Maori poverty in Te Urewera was largely caused by repeated Crown breaches of the Treaty of Waitangi according to the final Waitangi Tribunal Te Urewera report.
The Crown was found responsible for Maori communities in Te Urewera being forced to eat rotten potatoes while children grew up dependent on charity for foods and clothes throughout the 20th century.
Some Maori families lived in shacks and caves due to a lack of adequate assistance, the sixth and final Waitangi Tribunal Te Urewera report released on Tuesday found.
"The Tribunal acknowledges that the Crown did provide some aid and services to Te Urewera communities," it said in a statement.

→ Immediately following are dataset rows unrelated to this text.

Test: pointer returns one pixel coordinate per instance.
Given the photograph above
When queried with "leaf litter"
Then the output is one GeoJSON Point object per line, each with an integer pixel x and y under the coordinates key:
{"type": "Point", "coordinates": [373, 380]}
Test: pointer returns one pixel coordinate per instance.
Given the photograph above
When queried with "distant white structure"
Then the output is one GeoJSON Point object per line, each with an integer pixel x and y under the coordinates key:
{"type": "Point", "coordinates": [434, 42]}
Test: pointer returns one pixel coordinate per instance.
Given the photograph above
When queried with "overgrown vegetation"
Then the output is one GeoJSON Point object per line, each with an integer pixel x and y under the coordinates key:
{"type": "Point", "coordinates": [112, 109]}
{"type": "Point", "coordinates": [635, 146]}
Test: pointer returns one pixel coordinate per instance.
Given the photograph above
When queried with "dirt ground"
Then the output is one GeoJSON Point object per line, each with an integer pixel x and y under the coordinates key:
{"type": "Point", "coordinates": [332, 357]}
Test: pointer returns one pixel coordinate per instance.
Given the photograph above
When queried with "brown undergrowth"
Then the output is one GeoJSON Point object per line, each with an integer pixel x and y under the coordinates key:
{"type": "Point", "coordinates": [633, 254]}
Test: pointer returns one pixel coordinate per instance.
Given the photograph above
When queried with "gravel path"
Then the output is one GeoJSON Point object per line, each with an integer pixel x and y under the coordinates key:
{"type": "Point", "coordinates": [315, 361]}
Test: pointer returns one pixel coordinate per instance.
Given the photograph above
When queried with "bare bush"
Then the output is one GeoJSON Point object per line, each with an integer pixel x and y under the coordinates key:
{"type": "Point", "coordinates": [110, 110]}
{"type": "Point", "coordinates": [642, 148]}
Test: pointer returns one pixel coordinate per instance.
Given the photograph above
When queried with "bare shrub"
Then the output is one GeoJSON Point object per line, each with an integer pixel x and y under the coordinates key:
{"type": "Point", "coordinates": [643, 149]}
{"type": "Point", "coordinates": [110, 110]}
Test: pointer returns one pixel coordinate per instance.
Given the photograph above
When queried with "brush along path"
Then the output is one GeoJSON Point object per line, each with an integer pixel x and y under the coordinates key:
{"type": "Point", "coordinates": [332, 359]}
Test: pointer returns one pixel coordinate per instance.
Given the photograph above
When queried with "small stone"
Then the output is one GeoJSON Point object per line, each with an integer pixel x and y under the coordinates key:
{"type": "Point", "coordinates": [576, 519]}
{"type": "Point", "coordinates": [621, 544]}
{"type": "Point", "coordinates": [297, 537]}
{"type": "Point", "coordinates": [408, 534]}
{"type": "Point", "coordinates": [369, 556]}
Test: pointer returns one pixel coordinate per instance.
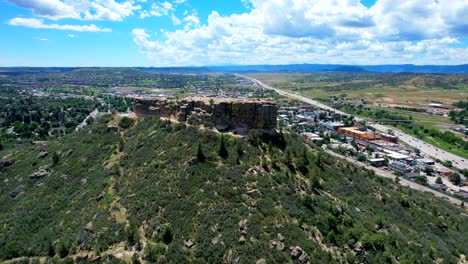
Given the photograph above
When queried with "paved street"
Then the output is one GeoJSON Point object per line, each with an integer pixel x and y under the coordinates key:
{"type": "Point", "coordinates": [427, 149]}
{"type": "Point", "coordinates": [403, 181]}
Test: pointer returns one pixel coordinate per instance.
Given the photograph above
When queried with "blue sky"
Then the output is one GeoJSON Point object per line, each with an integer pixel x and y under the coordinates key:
{"type": "Point", "coordinates": [200, 32]}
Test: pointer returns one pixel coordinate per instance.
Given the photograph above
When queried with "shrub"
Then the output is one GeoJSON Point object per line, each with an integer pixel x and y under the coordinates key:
{"type": "Point", "coordinates": [167, 236]}
{"type": "Point", "coordinates": [126, 122]}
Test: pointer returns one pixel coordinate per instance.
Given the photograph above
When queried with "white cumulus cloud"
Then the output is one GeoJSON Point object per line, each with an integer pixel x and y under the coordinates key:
{"type": "Point", "coordinates": [320, 31]}
{"type": "Point", "coordinates": [39, 23]}
{"type": "Point", "coordinates": [80, 9]}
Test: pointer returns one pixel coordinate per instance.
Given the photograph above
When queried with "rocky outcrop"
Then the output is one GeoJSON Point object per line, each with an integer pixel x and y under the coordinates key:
{"type": "Point", "coordinates": [239, 115]}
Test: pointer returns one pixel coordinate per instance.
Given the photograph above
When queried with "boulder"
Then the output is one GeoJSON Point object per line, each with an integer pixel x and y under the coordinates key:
{"type": "Point", "coordinates": [261, 261]}
{"type": "Point", "coordinates": [280, 246]}
{"type": "Point", "coordinates": [280, 237]}
{"type": "Point", "coordinates": [189, 244]}
{"type": "Point", "coordinates": [41, 173]}
{"type": "Point", "coordinates": [296, 252]}
{"type": "Point", "coordinates": [7, 163]}
{"type": "Point", "coordinates": [304, 257]}
{"type": "Point", "coordinates": [43, 154]}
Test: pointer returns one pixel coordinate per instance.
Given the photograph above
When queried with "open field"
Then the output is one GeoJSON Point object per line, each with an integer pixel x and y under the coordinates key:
{"type": "Point", "coordinates": [383, 92]}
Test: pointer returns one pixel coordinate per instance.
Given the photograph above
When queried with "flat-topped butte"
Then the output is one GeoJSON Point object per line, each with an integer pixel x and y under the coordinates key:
{"type": "Point", "coordinates": [238, 115]}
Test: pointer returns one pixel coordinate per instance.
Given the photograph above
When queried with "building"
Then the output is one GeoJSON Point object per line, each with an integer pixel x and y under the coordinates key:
{"type": "Point", "coordinates": [238, 115]}
{"type": "Point", "coordinates": [311, 137]}
{"type": "Point", "coordinates": [377, 162]}
{"type": "Point", "coordinates": [399, 166]}
{"type": "Point", "coordinates": [334, 125]}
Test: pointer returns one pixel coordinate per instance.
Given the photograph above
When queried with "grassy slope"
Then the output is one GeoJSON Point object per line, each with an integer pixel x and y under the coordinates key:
{"type": "Point", "coordinates": [327, 207]}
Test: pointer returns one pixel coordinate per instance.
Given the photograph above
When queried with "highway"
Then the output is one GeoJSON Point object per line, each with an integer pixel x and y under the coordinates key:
{"type": "Point", "coordinates": [402, 181]}
{"type": "Point", "coordinates": [425, 148]}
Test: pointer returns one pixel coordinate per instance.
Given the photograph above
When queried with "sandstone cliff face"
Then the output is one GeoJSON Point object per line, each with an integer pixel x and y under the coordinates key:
{"type": "Point", "coordinates": [238, 115]}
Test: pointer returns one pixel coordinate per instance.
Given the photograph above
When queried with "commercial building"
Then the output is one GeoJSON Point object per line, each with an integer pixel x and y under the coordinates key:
{"type": "Point", "coordinates": [399, 166]}
{"type": "Point", "coordinates": [358, 133]}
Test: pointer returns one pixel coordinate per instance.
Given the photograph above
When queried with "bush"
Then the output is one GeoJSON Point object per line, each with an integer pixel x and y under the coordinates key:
{"type": "Point", "coordinates": [167, 236]}
{"type": "Point", "coordinates": [222, 151]}
{"type": "Point", "coordinates": [152, 252]}
{"type": "Point", "coordinates": [61, 249]}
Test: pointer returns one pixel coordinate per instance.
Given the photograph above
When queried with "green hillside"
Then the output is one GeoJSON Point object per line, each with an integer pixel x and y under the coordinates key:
{"type": "Point", "coordinates": [162, 192]}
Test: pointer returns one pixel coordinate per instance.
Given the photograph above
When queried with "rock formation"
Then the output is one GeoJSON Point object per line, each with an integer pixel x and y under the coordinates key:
{"type": "Point", "coordinates": [239, 115]}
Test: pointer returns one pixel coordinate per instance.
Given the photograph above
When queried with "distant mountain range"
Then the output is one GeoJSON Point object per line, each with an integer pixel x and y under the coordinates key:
{"type": "Point", "coordinates": [402, 68]}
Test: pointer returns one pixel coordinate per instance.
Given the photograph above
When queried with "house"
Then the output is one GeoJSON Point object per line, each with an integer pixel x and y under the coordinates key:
{"type": "Point", "coordinates": [399, 166]}
{"type": "Point", "coordinates": [379, 162]}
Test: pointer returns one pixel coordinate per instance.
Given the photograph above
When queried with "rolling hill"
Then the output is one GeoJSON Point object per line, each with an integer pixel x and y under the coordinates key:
{"type": "Point", "coordinates": [168, 193]}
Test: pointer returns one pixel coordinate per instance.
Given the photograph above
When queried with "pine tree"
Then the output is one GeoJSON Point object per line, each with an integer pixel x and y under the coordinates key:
{"type": "Point", "coordinates": [200, 156]}
{"type": "Point", "coordinates": [222, 151]}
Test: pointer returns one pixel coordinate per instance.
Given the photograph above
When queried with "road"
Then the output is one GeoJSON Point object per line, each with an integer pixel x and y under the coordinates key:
{"type": "Point", "coordinates": [403, 181]}
{"type": "Point", "coordinates": [427, 149]}
{"type": "Point", "coordinates": [85, 121]}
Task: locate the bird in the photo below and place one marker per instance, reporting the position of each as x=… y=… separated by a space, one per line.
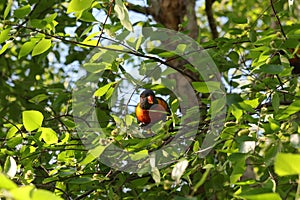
x=151 y=109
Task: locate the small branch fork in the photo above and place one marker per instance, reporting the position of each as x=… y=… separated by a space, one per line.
x=105 y=21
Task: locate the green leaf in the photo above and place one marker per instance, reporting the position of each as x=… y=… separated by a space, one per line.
x=273 y=196
x=236 y=112
x=14 y=141
x=81 y=180
x=7 y=9
x=271 y=68
x=206 y=87
x=139 y=155
x=23 y=11
x=92 y=154
x=38 y=98
x=41 y=47
x=44 y=194
x=10 y=167
x=101 y=91
x=6 y=183
x=252 y=35
x=23 y=192
x=4 y=35
x=32 y=119
x=49 y=135
x=238 y=162
x=239 y=20
x=155 y=174
x=122 y=14
x=291 y=109
x=275 y=102
x=79 y=5
x=26 y=48
x=287 y=164
x=13 y=130
x=4 y=47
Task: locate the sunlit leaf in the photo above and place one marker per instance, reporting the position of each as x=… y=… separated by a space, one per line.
x=287 y=164
x=26 y=48
x=139 y=155
x=122 y=14
x=179 y=169
x=10 y=167
x=23 y=11
x=155 y=174
x=44 y=194
x=41 y=47
x=4 y=35
x=102 y=90
x=32 y=119
x=49 y=135
x=7 y=9
x=272 y=68
x=79 y=5
x=6 y=183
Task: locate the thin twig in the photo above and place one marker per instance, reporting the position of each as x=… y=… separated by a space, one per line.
x=211 y=19
x=278 y=20
x=108 y=14
x=19 y=130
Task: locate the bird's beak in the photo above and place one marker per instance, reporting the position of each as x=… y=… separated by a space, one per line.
x=150 y=99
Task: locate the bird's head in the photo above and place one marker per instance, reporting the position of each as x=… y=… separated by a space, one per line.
x=147 y=99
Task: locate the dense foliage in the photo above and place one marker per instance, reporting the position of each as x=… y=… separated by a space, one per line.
x=71 y=73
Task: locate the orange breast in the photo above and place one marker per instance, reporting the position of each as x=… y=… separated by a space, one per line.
x=156 y=113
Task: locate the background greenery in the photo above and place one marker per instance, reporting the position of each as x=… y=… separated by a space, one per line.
x=45 y=42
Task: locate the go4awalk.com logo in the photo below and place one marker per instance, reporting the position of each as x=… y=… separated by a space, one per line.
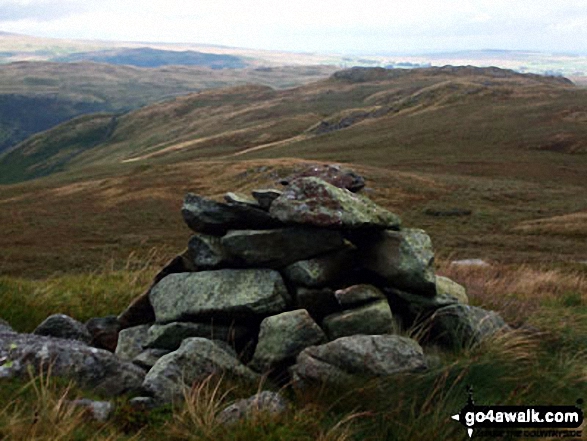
x=533 y=419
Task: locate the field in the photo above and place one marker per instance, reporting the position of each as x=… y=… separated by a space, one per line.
x=507 y=153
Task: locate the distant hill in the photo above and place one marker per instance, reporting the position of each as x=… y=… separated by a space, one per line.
x=149 y=57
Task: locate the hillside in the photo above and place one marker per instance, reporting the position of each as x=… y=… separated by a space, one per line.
x=496 y=156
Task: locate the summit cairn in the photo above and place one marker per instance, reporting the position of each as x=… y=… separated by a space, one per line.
x=307 y=283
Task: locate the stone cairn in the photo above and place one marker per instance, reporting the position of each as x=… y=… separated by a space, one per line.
x=310 y=283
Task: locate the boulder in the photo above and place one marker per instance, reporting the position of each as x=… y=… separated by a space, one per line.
x=223 y=294
x=312 y=201
x=131 y=342
x=282 y=337
x=104 y=332
x=465 y=326
x=346 y=358
x=140 y=311
x=171 y=335
x=372 y=319
x=265 y=402
x=323 y=270
x=280 y=247
x=63 y=326
x=404 y=259
x=358 y=295
x=195 y=360
x=265 y=197
x=210 y=217
x=70 y=359
x=332 y=174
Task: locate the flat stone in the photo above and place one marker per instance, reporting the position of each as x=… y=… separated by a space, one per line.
x=171 y=335
x=279 y=247
x=347 y=358
x=312 y=201
x=322 y=270
x=405 y=259
x=372 y=319
x=282 y=337
x=210 y=217
x=195 y=360
x=223 y=294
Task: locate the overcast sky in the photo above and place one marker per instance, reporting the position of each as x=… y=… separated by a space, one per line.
x=340 y=26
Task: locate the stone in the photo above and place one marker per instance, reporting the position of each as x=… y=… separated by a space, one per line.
x=207 y=252
x=265 y=402
x=405 y=259
x=140 y=311
x=171 y=335
x=372 y=319
x=147 y=358
x=358 y=295
x=265 y=197
x=63 y=326
x=347 y=358
x=195 y=360
x=326 y=269
x=131 y=342
x=280 y=247
x=332 y=174
x=104 y=332
x=314 y=202
x=461 y=326
x=223 y=294
x=210 y=217
x=282 y=337
x=90 y=367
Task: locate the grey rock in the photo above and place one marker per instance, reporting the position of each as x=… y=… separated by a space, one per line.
x=465 y=326
x=195 y=360
x=347 y=358
x=71 y=359
x=147 y=358
x=322 y=270
x=404 y=258
x=210 y=217
x=131 y=342
x=312 y=201
x=265 y=197
x=265 y=402
x=279 y=247
x=372 y=319
x=171 y=335
x=222 y=294
x=63 y=326
x=282 y=337
x=358 y=295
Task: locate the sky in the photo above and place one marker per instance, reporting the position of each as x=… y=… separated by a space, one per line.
x=324 y=26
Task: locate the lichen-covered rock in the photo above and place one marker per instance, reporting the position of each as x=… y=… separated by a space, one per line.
x=405 y=259
x=210 y=217
x=264 y=402
x=70 y=359
x=322 y=270
x=63 y=326
x=171 y=335
x=372 y=319
x=358 y=295
x=343 y=359
x=223 y=294
x=333 y=174
x=282 y=337
x=465 y=326
x=195 y=360
x=312 y=201
x=279 y=247
x=131 y=342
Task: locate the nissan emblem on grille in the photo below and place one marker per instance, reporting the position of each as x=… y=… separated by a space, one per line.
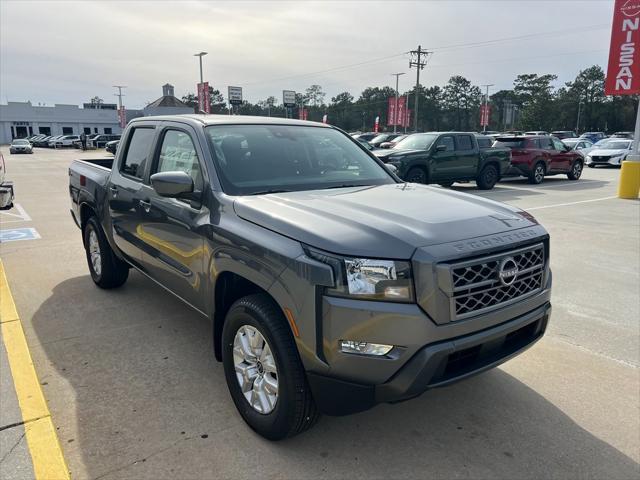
x=508 y=271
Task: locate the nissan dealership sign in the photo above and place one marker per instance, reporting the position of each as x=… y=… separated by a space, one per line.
x=623 y=73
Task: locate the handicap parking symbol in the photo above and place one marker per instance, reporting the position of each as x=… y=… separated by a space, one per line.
x=17 y=234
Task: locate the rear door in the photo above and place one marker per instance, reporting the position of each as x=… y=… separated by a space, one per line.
x=125 y=190
x=467 y=157
x=561 y=159
x=173 y=245
x=444 y=163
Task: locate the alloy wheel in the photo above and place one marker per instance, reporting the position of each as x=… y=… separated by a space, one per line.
x=256 y=369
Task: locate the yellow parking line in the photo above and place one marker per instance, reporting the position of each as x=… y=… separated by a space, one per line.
x=44 y=446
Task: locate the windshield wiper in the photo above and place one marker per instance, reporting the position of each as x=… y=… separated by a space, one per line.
x=264 y=192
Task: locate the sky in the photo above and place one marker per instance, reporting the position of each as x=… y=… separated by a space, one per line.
x=69 y=51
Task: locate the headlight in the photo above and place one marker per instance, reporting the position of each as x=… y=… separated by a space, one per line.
x=368 y=278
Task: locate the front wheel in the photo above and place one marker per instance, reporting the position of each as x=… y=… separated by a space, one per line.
x=263 y=370
x=576 y=171
x=488 y=178
x=416 y=175
x=107 y=271
x=537 y=175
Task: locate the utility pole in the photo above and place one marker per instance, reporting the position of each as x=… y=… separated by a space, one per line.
x=486 y=103
x=416 y=61
x=200 y=55
x=395 y=123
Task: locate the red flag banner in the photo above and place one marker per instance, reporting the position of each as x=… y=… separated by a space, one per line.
x=623 y=72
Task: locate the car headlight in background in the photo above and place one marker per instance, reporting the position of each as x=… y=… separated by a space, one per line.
x=368 y=278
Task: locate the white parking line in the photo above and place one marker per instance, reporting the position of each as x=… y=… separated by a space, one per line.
x=19 y=216
x=569 y=203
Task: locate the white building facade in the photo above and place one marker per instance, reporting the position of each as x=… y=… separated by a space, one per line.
x=21 y=119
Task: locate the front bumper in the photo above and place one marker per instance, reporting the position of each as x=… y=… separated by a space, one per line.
x=435 y=365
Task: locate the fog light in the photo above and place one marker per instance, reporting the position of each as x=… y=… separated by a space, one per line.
x=364 y=348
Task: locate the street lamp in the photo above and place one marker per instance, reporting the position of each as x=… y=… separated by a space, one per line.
x=395 y=123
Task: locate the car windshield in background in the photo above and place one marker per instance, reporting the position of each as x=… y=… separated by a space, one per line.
x=510 y=142
x=253 y=159
x=417 y=141
x=614 y=145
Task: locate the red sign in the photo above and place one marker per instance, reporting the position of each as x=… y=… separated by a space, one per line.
x=393 y=117
x=122 y=116
x=485 y=110
x=204 y=98
x=623 y=73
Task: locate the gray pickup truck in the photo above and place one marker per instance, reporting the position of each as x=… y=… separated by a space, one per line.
x=331 y=284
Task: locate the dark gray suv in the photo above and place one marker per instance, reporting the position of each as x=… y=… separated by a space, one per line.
x=332 y=285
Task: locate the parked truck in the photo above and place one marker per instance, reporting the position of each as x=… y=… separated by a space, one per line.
x=332 y=285
x=446 y=158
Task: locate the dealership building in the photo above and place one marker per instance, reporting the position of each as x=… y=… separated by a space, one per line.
x=22 y=119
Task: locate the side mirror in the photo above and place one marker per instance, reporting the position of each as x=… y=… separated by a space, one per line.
x=172 y=184
x=392 y=168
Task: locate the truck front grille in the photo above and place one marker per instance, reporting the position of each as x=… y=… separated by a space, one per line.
x=483 y=284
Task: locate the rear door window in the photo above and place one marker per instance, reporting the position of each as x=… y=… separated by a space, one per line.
x=463 y=143
x=138 y=151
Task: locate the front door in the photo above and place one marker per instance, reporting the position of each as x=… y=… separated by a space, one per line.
x=444 y=159
x=125 y=191
x=174 y=248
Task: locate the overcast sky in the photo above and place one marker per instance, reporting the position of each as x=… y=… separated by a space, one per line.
x=66 y=51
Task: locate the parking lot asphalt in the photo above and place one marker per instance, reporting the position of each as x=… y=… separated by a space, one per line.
x=135 y=392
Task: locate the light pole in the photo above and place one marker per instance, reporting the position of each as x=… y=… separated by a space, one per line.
x=200 y=55
x=395 y=123
x=578 y=120
x=486 y=104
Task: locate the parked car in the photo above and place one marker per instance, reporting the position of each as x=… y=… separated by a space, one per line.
x=538 y=156
x=331 y=285
x=581 y=145
x=613 y=151
x=594 y=136
x=445 y=158
x=20 y=145
x=112 y=146
x=383 y=137
x=100 y=141
x=368 y=136
x=562 y=134
x=6 y=187
x=392 y=143
x=629 y=135
x=64 y=141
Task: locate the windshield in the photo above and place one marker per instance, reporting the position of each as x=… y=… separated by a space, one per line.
x=253 y=159
x=614 y=145
x=417 y=141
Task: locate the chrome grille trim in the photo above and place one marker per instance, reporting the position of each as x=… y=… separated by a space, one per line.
x=476 y=287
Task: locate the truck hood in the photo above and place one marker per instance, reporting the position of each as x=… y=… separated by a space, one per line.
x=386 y=221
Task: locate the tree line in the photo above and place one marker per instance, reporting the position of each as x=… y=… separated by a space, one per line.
x=532 y=104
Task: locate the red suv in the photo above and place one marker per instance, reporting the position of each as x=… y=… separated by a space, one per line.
x=535 y=156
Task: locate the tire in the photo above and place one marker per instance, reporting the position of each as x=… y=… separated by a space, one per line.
x=488 y=178
x=293 y=409
x=416 y=175
x=576 y=170
x=537 y=175
x=107 y=271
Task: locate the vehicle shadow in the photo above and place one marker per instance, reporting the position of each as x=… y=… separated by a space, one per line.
x=149 y=401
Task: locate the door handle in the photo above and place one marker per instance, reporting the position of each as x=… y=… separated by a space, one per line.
x=145 y=205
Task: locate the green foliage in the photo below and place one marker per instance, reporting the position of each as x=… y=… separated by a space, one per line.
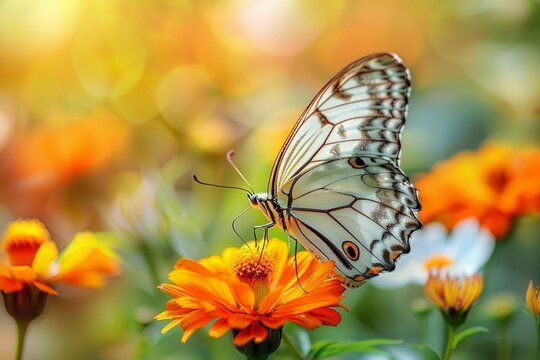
x=466 y=333
x=326 y=348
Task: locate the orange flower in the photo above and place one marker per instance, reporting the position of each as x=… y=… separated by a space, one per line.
x=494 y=185
x=533 y=299
x=251 y=290
x=31 y=259
x=454 y=296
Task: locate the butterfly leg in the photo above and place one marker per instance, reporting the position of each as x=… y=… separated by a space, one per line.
x=265 y=236
x=233 y=225
x=265 y=227
x=296 y=265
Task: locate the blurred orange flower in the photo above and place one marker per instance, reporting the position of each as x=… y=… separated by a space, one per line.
x=533 y=299
x=251 y=290
x=52 y=156
x=454 y=296
x=494 y=185
x=30 y=258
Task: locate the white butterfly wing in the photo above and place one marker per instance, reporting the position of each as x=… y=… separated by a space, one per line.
x=338 y=177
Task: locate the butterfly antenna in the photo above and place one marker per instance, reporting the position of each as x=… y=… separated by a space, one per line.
x=230 y=154
x=233 y=224
x=222 y=186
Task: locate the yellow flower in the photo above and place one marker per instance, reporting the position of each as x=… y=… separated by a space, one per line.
x=31 y=259
x=454 y=296
x=251 y=290
x=533 y=299
x=494 y=185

"However, it found that these were never near enough to counter the massive disadvantages holding back those communities. Sometimes they were actually harmful."
Maori children were punished for speaking their own language while Crown officials made them feel that their culture was inferior and worthless.
Two bills settling the historical grievances of Ngai Tuhoe were passed into law by parliament in July last year.
Treaty of Waitangi Negotiations Minister Christopher Finlayson said at the time the Maori peoples in the area suffered "some of the worst breaches by the Crown in the country's history, involving large scale confiscation, brutal military campaigns targeting Tuhoe settlements, and unjust land purchases".
The settlement includes a $170 million financial, commercial and cultural redress package, and an apology for the Crown's "grievous actions" will become enshrined in law.